Pillole di cultura bretone.
Cari lettori, ormai avrete capito che i miei libri sono pagine impregnate d’inchiostro e #bretagna. Oggi, riprendiamo il viaggio verso Pont-l’Abbé, nel Finistère, alla scoperta di un simbolo, un oggetto di vanità, una storia antichissima.
Ogni paese ha il suo tradizionale copricapo, ormai portato solo in occasione di eventi culturali e raramente nel quotidiano, ma solo uno è diventato il simbolo della Bretagna.
La bigoudène è un copricapo da cerimonia di pizzo inamidato, alto ben 40 centimetri, tipico delle donne del Pays Bigouden.
La sua storia risale al tempo di Luigi XIV. Nel 1674, la Francia, in guerra con l’Olanda, ha necessità di soldi pertanto il ministro delle finanze, Jean-Baptiste Colbert decide di aumentare le tasse, ma anche di inventarne altre, compresa una tassa sulla carta bollata. Questa misura, decisa senza consultazione e approvazione dei dipartimenti di Bretagna, porta un’ondata di proteste nelle regioni bretoni che, oltretutto, godono un regime di esenzioni.
Dalle città alle campagne. La prima insurrezione si svolge a Rennes il 3 aprile 1675, seguono Saint-Malo, Nantes, Guingamp, Fougères, Dinan, Morlaix…
La rivolta prende il nome di Révolte des Bonnets Rouges “rivolta dei berretti rossi” perché gli insorti indossano il copricapo blu o rosso secondo il dipartimento di provenienza.
Luigi XIV ordina severe repressioni in tutto il Paese.
L’ultima roccaforte che si rifiuta di arrendersi è il Pays Bigouden: nell’agosto del 1675, gli insorti sono impiccati, altri inviati alle galere. Le campane, che avevano dato l’allarme per mobilitare i concittadini e scendere nelle piazze, sono abbattute a colpi di cannone. Le donne, in segno di protesta e sfida, iniziano a indossare un alto copricapo di pizzo, la bigoudène, simbolo dei campanili distrutti e dell’orgoglio che non sarà mai represso.
La cuffia diventa veramente alta nel XX secolo, soprattutto dopo la Prima Guerra mondiale, dove guadagna 1 centimetro all’anno fino a raggiungere l’altezza di 40 centimetri, un arma di seduzione sofisticata, stravagante e decisamente impegnativa.
“Pourquoi les Bigoudènes ont-elles une grande coiffe bigoudène?”
Sembra quasi uno scioglilingua!
Ma ve la immaginate una Bigoudène che sfida il vento bretone, in bicicletta e in testa la bigoudène!?!
Francamente, io non ho mai capito come fa il cappello a non volare via!
Un tempo, le donne non uscivano mai senza; ogni giorno, dopo il caffè del mattino, consacravano una buona mezz’ora ad assemblare i sette elementi che compongono il copricapo.
Negli anni 60, circa 3000 donne lo indossavano regolarmente; negli anni 70, solo il 31% delle donne di età superiore ai 47 anni. Questa cifra diminuisce drasticamente nel 1993, solo 500 donne di tutte le età lo portavano. Nel 2003, circa una venti di donne esce, abitualmente, con la bigoudène.

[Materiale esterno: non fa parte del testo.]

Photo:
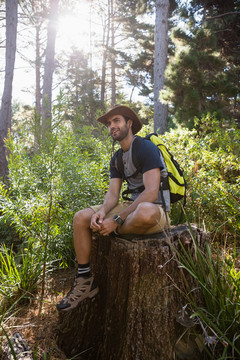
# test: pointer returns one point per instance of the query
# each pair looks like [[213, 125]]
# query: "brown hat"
[[124, 111]]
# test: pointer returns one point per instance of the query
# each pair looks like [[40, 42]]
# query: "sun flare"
[[74, 29]]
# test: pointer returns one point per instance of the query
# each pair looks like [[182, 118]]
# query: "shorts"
[[162, 224]]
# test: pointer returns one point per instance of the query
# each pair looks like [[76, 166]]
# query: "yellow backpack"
[[176, 183]]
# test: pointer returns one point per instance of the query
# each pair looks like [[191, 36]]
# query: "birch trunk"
[[6, 106], [160, 61], [49, 69]]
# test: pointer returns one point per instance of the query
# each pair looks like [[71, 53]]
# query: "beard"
[[119, 134]]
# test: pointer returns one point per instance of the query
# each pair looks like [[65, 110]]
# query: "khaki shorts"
[[162, 224]]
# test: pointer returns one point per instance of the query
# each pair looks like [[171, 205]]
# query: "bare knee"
[[82, 218], [147, 213]]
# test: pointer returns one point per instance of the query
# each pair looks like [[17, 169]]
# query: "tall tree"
[[6, 107], [49, 68], [203, 74], [160, 62]]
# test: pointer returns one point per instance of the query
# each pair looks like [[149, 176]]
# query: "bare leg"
[[144, 217], [82, 235]]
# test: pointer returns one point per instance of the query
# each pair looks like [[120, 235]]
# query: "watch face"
[[118, 219]]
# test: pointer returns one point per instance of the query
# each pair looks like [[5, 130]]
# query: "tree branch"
[[222, 15]]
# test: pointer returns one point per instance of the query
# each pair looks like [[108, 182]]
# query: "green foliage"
[[218, 285], [47, 187], [198, 79], [210, 160]]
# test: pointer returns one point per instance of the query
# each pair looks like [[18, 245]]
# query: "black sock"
[[84, 270]]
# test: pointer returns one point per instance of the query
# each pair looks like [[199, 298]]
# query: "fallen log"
[[16, 348], [141, 292]]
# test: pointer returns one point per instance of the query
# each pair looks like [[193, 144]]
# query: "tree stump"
[[134, 315]]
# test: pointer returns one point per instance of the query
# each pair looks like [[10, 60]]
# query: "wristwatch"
[[118, 219]]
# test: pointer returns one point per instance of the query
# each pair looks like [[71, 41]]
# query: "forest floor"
[[38, 326]]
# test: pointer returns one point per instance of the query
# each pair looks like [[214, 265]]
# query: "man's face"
[[118, 127]]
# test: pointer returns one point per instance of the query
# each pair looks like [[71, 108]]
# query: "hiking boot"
[[82, 288]]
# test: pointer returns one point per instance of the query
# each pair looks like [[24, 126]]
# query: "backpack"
[[174, 182]]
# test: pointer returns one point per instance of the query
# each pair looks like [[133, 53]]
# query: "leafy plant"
[[218, 311]]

Nel 2011, Marie Lambour è una delle ultime donne a indossare il copricapo tutti i giorni.
Nel 2014, Marie Pochat, una delle irriducibili che ancora lo indossavano quotidianamente, muore all’età di 103 anni; aveva iniziato a indossare regolarmente il copricapo all’età di 12 anni e non l’aveva mai più tolto.
«Senza questo copricapo, sento che mi manca qualcosa».

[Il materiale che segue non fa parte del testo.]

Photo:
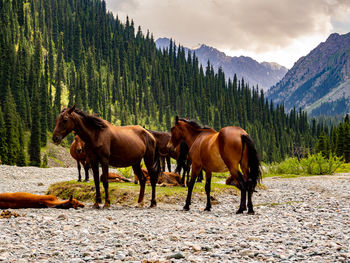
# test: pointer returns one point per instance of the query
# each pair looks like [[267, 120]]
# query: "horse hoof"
[[140, 204], [153, 204]]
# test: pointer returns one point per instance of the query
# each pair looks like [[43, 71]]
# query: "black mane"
[[91, 120], [195, 124]]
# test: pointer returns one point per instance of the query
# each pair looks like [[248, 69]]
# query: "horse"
[[162, 139], [27, 200], [78, 153], [220, 151], [180, 154], [106, 144], [183, 162], [113, 177]]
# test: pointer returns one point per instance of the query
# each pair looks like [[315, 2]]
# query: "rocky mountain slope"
[[320, 81], [263, 74]]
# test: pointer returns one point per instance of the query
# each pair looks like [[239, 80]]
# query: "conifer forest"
[[56, 53]]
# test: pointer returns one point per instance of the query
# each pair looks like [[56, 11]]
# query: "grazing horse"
[[78, 153], [220, 151], [106, 144], [28, 200]]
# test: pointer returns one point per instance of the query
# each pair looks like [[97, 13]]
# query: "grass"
[[127, 193]]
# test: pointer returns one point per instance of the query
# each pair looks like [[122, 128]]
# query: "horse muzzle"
[[56, 139], [170, 146]]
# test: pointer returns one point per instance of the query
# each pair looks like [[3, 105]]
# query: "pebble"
[[301, 219]]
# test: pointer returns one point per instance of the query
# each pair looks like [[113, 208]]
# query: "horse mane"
[[91, 120], [195, 124]]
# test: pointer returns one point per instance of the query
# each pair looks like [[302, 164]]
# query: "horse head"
[[79, 143], [64, 125], [73, 203]]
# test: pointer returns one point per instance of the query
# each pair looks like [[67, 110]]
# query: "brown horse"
[[28, 200], [180, 154], [162, 139], [111, 145], [77, 150], [219, 152]]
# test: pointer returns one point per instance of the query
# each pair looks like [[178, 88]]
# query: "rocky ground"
[[299, 219]]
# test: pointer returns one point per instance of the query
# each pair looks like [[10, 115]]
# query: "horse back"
[[128, 144]]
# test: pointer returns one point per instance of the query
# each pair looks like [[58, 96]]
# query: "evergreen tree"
[[34, 144]]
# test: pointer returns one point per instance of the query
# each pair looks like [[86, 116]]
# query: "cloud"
[[254, 25]]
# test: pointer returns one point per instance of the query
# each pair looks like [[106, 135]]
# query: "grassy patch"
[[127, 193], [344, 168]]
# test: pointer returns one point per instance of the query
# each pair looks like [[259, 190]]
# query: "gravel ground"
[[300, 219]]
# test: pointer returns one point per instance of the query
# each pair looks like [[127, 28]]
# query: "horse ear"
[[71, 109]]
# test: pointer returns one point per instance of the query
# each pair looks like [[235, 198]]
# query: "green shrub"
[[314, 164]]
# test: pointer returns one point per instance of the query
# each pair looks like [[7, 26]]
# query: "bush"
[[314, 164]]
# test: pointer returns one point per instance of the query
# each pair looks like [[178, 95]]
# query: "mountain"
[[264, 74], [320, 81]]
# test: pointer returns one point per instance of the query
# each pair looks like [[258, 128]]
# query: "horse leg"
[[97, 184], [200, 176], [250, 203], [207, 189], [187, 168], [169, 163], [104, 179], [86, 168], [79, 174], [142, 180], [194, 174], [162, 166]]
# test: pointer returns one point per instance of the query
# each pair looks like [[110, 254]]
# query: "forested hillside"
[[58, 53]]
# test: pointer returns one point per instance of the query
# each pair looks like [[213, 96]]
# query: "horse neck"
[[85, 134], [191, 135]]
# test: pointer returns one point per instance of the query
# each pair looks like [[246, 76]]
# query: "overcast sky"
[[267, 30]]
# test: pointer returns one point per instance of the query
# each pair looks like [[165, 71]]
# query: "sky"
[[279, 31]]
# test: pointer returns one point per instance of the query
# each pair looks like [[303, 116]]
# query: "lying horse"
[[165, 178], [78, 153], [28, 200], [220, 151], [113, 177], [106, 144], [180, 154]]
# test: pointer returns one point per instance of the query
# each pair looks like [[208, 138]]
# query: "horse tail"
[[254, 174], [181, 160]]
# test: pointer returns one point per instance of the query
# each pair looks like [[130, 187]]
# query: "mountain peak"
[[319, 78], [262, 74]]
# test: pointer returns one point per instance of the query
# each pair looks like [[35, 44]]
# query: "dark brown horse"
[[107, 144], [77, 150], [221, 151], [180, 154], [162, 139]]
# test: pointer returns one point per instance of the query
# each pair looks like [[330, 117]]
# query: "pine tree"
[[34, 144]]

Dagli anni 70, il tipico copricapo appare in alcuni spot televisivi come quello della Breizh Cola, la Coca Cola bretone.
Anche il maestro fotografo Robert Doisneau (Francia 1912-1994) ne ha colto l’universo poetico e ha messo in luce il leggendario copricapo in una mostra retrospettiva al Museo di Belle Arti di Quimper (Finistère) intitolata L’occhio malizioso (novembre 2018/aprile 2019). Alcune di queste splendide fotografie in bianco e nero sono in mostra permanente al Museo.
Se passate da Pont-l’Abbé fermatevi a visitare il “Museo bigoudèn” che celebra la storia del leggendario copricapo.
Il viaggio nella cultura bretone prosegue, appuntamento alla prossima puntata, per il momento vi auguro buon vento di lettura con i miei libri.